Re: Optimize mul_var() for var1ndigits >= 8 - Mailing list pgsql-hackers

From Dean Rasheed
Subject Re: Optimize mul_var() for var1ndigits >= 8
Date
Msg-id CAEZATCViHMfZdnfxpVJzTf08FRkuyvBOvEG=RsV9TekUgOExGA@mail.gmail.com
Whole thread Raw
In response to Re: Optimize mul_var() for var1ndigits >= 8  (Dean Rasheed <dean.a.rasheed@gmail.com>)
Responses Re: Optimize mul_var() for var1ndigits >= 8
List pgsql-hackers
On Fri, 12 Jul 2024 at 13:34, Dean Rasheed <dean.a.rasheed@gmail.com> wrote:
>
> Then I tried compiling with -m32, and unfortunately this made the
> patch slower than HEAD for small inputs:
>
> -- var1ndigits1=5, var2ndigits2=5 [-m32, SIMD disabled]
> call rate=5.052332e+06  -- HEAD
> call rate=3.883459e+06  -- v2 patch
>
> -- var1ndigits1=6, var2ndigits2=6 [-m32, SIMD disabled]
> call rate=4.7221405e+06  -- HEAD
> call rate=3.7965685e+06  -- v2 patch
>
> -- var1ndigits1=7, var2ndigits2=7 [-m32, SIMD disabled]
> call rate=4.4638375e+06   -- HEAD
> call rate=3.39948e+06     -- v2 patch
>
> and it doesn't reach parity until around ndigits=26, which is
> disappointing.

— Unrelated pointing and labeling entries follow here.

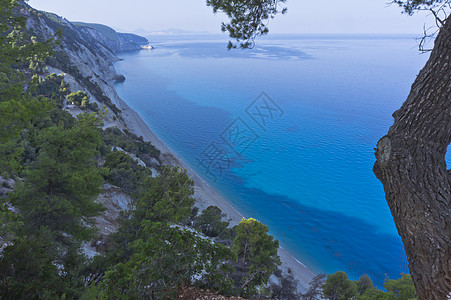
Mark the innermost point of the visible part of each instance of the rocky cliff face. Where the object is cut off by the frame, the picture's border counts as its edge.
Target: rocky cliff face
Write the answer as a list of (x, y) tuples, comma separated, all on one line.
[(113, 40), (85, 56)]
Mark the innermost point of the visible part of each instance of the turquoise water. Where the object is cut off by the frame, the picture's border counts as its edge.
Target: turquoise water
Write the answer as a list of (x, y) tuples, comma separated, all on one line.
[(304, 165)]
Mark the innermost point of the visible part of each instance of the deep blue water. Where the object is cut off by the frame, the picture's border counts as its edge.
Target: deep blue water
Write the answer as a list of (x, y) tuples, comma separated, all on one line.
[(304, 165)]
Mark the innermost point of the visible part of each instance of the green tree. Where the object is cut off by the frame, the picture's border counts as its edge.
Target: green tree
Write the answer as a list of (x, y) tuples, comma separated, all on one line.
[(164, 259), (364, 283), (257, 251), (167, 197), (210, 222), (61, 185), (248, 19), (17, 107), (339, 287), (78, 98)]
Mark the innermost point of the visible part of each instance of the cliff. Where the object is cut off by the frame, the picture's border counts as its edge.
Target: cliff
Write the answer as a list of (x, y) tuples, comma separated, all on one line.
[(116, 41), (85, 55)]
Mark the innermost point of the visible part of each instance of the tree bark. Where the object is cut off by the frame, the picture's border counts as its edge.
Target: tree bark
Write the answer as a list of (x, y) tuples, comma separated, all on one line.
[(411, 166)]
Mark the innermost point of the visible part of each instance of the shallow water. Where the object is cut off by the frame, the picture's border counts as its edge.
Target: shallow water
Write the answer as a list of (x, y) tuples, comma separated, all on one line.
[(299, 157)]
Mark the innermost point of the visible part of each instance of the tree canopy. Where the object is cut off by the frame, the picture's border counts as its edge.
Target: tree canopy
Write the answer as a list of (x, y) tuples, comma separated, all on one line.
[(248, 19)]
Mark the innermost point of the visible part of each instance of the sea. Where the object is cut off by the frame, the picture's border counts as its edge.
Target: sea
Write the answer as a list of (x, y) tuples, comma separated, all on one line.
[(286, 132)]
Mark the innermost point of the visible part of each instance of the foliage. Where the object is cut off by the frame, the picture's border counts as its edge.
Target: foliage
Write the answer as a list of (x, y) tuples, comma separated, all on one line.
[(78, 98), (53, 86), (410, 6), (210, 223), (164, 259), (286, 289), (61, 185), (247, 18), (402, 288), (257, 251), (17, 107), (167, 197), (114, 137), (123, 171)]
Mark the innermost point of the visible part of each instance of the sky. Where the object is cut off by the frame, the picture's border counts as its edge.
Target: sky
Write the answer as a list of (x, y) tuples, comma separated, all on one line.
[(313, 16)]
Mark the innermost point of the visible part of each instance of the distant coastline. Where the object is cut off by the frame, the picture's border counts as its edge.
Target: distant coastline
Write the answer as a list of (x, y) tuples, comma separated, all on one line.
[(205, 195)]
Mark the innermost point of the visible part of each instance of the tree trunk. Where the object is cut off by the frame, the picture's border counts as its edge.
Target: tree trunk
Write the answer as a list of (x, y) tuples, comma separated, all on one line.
[(411, 166)]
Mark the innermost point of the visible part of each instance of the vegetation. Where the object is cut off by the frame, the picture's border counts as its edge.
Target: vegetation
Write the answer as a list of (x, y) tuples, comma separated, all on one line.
[(59, 164)]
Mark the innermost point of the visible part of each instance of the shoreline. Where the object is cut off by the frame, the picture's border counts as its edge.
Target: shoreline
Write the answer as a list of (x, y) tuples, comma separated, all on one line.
[(205, 195)]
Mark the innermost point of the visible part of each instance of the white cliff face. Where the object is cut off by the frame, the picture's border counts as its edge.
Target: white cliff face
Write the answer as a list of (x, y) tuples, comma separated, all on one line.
[(86, 49)]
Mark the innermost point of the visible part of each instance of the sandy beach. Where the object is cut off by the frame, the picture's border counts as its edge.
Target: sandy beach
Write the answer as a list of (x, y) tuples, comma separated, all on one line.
[(204, 194)]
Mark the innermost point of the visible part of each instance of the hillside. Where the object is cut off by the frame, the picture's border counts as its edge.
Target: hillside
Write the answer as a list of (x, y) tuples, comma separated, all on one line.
[(117, 41)]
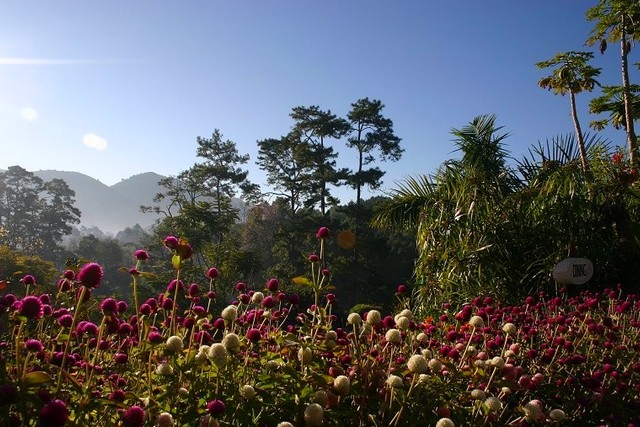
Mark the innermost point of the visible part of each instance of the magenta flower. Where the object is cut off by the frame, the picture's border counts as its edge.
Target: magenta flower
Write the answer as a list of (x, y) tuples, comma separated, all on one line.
[(54, 414), (90, 275), (28, 280), (133, 417)]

It does still get much faster for large inputs
>

I spent some more time hacking on this, to try to improve the
situation for 32-bit builds. One of the biggest factors was the 64-bit
division that is necessary during carry propagation, which is very
slow -- every compiler/platform I looked at on godbolt.org turns this
into a call to a slow function like __udivdi3(). However, since we are
dividing by a constant (NBASE^2), it can be done using the same
multiply-and-shift trick that compilers use in 64-bit builds, and that
significantly improves performance.

Unfortunately, in 32-bit builds, using 64-bit integers is still slower
for small inputs (below 20-30 NBASE digits), so in the end I figured
that it's best to retain the old 32-bit base-NBASE multiplication code
for small inputs, and only use 64-bit base-NBASE^2 multiplication when
the inputs are above a certain size threshold. Furthermore, since this
threshold is quite low, it's possible to make an additional
simplification: as long as the threshold is less than or equal to 42,
it can be shown that there is no chance of 32-bit integer overflow,
and so the "maxdig" tracking and renormalisation code is not needed.
Getting rid of that makes the outer multiplication loop very simple,
and makes quite a noticeable difference to the performance for inputs
below the threshold.

In 64-bit builds, doing 64-bit base-NBASE^2 multiplication is faster
for all inputs over 4 or 5 NBASE digits, so the threshold can be much
lower. However, for numbers near that threshold, it's a close thing,
so it makes sense to also extend mul_var_small() to cover 1-6 digit
inputs, since that gives a much larger gain for numbers of that size.
That's quite nice because it equates to inputs with up to 21-24
decimal digits, which I suspect are quite commonly used in practice.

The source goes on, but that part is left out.